He went silent, but it was the silence of an unfinished sentence and Steve ran his fingers along the nape of Bucky's neck. "What else?"

"Dislocated my shoulder, but it's good now. We put it back in."

"But you're hurting." He could feel Bucky thinking about deflecting and he leaned down to kiss the top of his head. "It's okay to hurt, remember?"

"Using my words against me? Yeah, Steve, I'm hurting. Not a lot, I heal fast, and," he lifted his head, "I'm with you, so it doesn't matter."

He couldn’t help the eye roll. "You're lucky I love you, because sometimes you're an idiot."

"Aren't you supposed to be nice to me if I'm hurting?"

"I'm going to be nice to you. I'm going to be so nice to you you'll never want me to stop."

Bucky's eyes were distant, shadowed, but his faint smile was so full of love Steve felt himself flush. "Already got that covered."

"Come on, get up." He nudged Bucky and Bucky hauled himself to his feet. His normal fluid grace was completely absent and Steve didn't think it had anything to do with pain. He stood and threaded his fingers through Bucky's metal hand and Bucky followed as Steve led him to the bathroom. Once they got there, he started filling the tub, making the water nice and hot.

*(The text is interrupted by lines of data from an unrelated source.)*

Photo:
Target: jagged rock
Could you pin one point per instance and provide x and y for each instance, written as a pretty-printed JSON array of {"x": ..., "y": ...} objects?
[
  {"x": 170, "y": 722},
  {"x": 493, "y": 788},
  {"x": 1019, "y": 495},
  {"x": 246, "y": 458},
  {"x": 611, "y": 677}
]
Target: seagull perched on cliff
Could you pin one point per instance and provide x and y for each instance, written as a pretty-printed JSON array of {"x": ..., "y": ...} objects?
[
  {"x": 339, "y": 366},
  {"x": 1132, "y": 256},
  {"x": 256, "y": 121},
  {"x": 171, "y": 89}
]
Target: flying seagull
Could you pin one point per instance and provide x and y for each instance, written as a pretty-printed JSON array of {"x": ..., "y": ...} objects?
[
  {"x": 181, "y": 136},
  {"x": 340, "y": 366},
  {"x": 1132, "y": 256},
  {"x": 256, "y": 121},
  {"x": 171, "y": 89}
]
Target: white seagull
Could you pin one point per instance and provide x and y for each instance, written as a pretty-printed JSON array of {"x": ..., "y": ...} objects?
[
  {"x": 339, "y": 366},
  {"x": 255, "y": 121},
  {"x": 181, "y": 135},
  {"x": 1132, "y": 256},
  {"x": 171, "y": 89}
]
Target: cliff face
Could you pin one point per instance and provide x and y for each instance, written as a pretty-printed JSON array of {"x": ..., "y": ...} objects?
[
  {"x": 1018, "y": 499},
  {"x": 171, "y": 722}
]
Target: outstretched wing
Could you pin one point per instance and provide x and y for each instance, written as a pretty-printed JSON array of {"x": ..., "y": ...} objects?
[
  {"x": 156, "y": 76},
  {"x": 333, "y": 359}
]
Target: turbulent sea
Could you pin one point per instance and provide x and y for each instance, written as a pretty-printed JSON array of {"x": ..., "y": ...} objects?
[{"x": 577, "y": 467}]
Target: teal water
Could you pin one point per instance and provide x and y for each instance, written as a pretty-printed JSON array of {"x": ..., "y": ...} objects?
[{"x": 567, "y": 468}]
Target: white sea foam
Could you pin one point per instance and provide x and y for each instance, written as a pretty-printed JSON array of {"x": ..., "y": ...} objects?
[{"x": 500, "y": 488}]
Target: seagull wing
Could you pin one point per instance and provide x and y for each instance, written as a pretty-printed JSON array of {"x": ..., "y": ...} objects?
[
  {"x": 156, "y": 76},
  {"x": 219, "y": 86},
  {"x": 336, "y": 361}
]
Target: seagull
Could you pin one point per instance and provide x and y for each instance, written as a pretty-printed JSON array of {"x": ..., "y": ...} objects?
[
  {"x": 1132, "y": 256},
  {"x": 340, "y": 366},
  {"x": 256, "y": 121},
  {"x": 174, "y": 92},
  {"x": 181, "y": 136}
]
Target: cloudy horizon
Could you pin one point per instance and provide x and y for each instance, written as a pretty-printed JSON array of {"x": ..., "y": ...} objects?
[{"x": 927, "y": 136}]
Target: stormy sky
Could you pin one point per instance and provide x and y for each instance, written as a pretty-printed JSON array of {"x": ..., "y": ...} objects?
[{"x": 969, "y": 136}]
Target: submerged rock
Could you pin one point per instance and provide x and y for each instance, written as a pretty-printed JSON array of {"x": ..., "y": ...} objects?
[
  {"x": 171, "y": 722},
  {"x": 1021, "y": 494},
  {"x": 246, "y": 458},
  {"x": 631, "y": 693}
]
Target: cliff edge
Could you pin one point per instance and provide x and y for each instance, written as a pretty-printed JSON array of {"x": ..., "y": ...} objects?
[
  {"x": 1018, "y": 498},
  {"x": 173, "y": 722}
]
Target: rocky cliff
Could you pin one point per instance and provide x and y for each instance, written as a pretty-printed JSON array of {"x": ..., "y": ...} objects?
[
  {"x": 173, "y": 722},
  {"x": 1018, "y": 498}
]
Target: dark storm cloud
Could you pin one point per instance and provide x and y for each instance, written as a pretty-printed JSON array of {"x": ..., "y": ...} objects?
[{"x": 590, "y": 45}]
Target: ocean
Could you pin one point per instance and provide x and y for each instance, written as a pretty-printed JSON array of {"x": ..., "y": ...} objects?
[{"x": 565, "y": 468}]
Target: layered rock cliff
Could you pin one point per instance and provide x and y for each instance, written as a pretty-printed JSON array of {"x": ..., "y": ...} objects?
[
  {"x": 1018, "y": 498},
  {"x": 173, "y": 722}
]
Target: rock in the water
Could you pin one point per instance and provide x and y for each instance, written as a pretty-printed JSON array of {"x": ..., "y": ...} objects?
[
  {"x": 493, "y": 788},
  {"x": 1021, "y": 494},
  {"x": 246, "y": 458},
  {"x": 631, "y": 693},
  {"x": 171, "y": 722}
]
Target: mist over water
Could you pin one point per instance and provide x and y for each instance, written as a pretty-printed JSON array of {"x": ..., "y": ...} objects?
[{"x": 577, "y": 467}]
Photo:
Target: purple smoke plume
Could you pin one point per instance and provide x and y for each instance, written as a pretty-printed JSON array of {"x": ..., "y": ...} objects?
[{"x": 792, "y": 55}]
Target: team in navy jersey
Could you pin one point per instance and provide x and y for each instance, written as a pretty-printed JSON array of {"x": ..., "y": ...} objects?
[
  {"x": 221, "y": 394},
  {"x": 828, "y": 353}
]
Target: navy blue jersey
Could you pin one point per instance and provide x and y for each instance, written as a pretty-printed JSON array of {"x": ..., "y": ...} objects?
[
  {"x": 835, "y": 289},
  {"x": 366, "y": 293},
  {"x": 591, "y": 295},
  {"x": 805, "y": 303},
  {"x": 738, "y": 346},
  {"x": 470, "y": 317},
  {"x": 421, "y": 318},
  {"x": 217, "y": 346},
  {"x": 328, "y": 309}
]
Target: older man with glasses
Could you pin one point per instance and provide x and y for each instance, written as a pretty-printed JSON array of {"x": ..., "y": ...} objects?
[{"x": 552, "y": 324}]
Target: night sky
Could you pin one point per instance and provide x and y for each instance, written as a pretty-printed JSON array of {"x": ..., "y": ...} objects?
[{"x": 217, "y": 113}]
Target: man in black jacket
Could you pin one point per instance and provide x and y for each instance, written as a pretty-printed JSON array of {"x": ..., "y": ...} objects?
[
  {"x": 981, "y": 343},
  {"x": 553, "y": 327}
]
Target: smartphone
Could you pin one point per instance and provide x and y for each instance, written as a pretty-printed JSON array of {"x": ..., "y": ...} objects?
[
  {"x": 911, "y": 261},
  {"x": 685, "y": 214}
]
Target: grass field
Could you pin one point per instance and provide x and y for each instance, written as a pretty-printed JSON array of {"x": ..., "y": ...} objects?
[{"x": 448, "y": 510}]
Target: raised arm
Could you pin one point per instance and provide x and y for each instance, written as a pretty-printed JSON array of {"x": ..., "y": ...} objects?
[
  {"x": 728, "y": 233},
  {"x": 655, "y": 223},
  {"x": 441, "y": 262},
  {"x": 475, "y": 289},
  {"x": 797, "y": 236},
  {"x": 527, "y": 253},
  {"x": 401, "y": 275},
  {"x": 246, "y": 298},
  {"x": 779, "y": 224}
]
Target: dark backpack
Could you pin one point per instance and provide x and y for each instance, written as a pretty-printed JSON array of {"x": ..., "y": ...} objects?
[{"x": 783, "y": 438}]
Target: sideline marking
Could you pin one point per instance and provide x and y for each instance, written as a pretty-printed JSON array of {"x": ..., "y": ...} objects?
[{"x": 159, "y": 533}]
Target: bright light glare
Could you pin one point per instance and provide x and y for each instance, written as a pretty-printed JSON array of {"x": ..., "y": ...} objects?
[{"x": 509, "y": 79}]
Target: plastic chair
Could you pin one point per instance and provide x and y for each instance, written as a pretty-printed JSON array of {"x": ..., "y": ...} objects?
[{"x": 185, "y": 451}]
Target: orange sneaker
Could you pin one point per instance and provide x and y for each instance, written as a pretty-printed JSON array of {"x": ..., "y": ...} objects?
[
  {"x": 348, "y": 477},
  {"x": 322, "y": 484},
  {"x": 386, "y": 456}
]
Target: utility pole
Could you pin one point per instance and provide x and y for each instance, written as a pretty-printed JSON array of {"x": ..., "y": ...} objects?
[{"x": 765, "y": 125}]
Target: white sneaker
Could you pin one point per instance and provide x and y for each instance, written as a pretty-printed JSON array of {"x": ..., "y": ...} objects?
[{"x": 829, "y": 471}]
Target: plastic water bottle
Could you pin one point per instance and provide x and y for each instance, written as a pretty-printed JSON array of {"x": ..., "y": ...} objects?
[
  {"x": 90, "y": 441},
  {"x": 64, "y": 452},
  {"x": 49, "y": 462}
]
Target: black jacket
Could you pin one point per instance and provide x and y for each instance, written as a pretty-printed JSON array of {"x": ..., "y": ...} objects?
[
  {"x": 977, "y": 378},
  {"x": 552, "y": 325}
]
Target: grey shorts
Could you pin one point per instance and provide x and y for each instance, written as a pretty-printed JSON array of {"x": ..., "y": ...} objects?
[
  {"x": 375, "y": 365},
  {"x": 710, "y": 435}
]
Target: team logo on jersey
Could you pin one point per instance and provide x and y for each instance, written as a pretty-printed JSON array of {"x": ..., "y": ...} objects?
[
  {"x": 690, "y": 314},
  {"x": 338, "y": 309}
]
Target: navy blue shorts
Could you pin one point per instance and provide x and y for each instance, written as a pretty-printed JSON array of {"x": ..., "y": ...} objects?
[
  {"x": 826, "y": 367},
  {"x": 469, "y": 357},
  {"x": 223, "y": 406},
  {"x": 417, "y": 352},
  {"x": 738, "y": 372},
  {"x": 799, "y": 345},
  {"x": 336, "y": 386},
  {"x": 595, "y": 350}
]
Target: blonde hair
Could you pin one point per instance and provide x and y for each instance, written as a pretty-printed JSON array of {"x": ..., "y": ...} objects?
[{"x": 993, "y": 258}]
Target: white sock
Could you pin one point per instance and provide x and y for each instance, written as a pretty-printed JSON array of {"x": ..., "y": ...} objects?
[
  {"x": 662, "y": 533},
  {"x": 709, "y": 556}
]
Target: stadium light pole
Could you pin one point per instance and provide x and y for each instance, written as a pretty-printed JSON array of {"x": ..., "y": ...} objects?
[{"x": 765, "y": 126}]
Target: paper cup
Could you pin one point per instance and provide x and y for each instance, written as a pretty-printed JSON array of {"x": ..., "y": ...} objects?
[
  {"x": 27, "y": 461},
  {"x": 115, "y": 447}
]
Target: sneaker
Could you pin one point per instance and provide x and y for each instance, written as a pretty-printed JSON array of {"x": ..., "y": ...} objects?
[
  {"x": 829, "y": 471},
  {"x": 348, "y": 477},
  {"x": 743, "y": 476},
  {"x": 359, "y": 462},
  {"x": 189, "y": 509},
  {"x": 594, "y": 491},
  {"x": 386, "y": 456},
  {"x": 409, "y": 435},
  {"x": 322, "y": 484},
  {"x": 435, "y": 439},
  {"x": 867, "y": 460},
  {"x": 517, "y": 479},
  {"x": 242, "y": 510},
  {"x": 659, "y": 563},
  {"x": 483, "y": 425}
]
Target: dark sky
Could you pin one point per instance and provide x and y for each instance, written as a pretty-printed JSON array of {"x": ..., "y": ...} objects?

"Clothes off." Bucky nodded and started stripping down, ended it standing completely naked in front of Steve. It wasn't the first time Steve had seen him naked, but it was the first time it hadn't been incidental, between one set of clothes and another. Steve had been naked in front of Bucky, been naked under Bucky's hands, more times than he could count, since after that first time on the couch Bucky hadn't been shy about doing it again, but this was the first time Bucky had stood before him, completely nude. He kept his eyes on Bucky's face.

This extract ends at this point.